Just like doctors use scientific evidence to determine the safest, most effective treatments, health plans rely on data and evidence to understand what treatments best improve patient health and target prior authorization programs to promote appropriate care. The vast majority of health plans’ prior authorization programs incorporate physician input and design their prior authorization programs with the goals of improving quality and protecting patient safety. That’s according to a recent commercial survey of health plans on prior authorization from America’s Health Insurance Providers (AHIP).
The report found that health plans use multiple sources of evidence-based studies, guidelines and federal standards in designing their prior authorization programs. More specifically, 98% of insurance providers use peer-reviewed evidence-based studies, and 89% use federal studies or guidelines. Below are some additional key takeaways:
- The vast majority of commercial enrollees (close to 85%) are in plans that limit prior authorization to less than 10% of prescription medications.
- Over 90% of commercial enrollees are in plans that limit prior authorization to less than 25% of medical services.
- The vast majority of commercial health plans use input from doctors.
- 82% of health plans consult specialists as needed.
- 70% use provider-developed clinical guidelines.
- The primary goals of health plans’ prior authorization programs are to improve quality and promote evidence-based care (98%), protect patient safety (91%), and address areas prone to misuse (84%)
- The vast majority report that their programs have had an overall positive impact on quality of care (91%), affordability (91%) and patient safety (84%).

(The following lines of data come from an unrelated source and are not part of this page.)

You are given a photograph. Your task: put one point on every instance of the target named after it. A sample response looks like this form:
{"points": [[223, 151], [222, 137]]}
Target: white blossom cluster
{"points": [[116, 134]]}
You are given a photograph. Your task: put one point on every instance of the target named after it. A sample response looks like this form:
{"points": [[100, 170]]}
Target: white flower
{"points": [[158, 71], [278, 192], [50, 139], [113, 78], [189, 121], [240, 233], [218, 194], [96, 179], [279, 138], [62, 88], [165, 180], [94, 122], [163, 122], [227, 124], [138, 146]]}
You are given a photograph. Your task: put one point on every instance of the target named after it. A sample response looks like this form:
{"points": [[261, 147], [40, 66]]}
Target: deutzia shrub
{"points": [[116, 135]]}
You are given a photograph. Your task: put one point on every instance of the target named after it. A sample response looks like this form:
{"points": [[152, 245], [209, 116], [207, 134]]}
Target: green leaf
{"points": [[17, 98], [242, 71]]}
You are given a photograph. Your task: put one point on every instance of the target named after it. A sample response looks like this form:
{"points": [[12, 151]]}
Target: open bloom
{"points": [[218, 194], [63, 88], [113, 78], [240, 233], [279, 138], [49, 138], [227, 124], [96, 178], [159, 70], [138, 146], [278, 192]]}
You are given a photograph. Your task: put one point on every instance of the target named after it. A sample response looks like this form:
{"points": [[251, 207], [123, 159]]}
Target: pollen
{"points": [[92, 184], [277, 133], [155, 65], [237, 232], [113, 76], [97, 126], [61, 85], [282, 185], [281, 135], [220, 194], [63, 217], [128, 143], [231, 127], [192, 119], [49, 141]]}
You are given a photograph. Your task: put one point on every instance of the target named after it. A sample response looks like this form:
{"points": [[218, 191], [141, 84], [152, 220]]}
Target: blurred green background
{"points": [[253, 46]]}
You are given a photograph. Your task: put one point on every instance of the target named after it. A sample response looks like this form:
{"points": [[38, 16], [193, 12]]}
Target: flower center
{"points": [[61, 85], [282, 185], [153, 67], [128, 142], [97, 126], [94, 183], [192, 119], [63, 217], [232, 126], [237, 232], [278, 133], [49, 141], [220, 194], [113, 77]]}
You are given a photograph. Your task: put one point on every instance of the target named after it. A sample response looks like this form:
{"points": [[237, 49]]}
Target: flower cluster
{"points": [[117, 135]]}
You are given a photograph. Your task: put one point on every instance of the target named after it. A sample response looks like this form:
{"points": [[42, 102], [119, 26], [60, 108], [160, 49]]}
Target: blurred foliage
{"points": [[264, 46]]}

- Prior authorization is often part of a broader strategy to improve outcomes
- The vast majority of commercial health plans (86%) use value-based provider contracts to incentivize doctors to reduce unnecessary tests, treatments and procedures
The majority of health plans are taking steps to streamline the prior authorization process for both prescription medications (91%) and medical services (89%) and a majority (84%) reported that automation of the prior authorization process is the biggest opportunity for improvement. To that end, AHIP recently launched the new Fast Prior Authorization Technology Highway (Fast PATH) – a demonstration project to evaluate the impact of automating the prior authorization process.
The survey was conducted between September and December of 2019, before the nation’s health care system faced significant changes and challenges brought about by the coronavirus (COVID-19). As elements of the U.S. health care system begin to re-open, AHIP members remain committed to working with providers to streamline the prior authorization process to ensure all patients receive safe, affordable care, evidence-based care at the right time and in the right setting.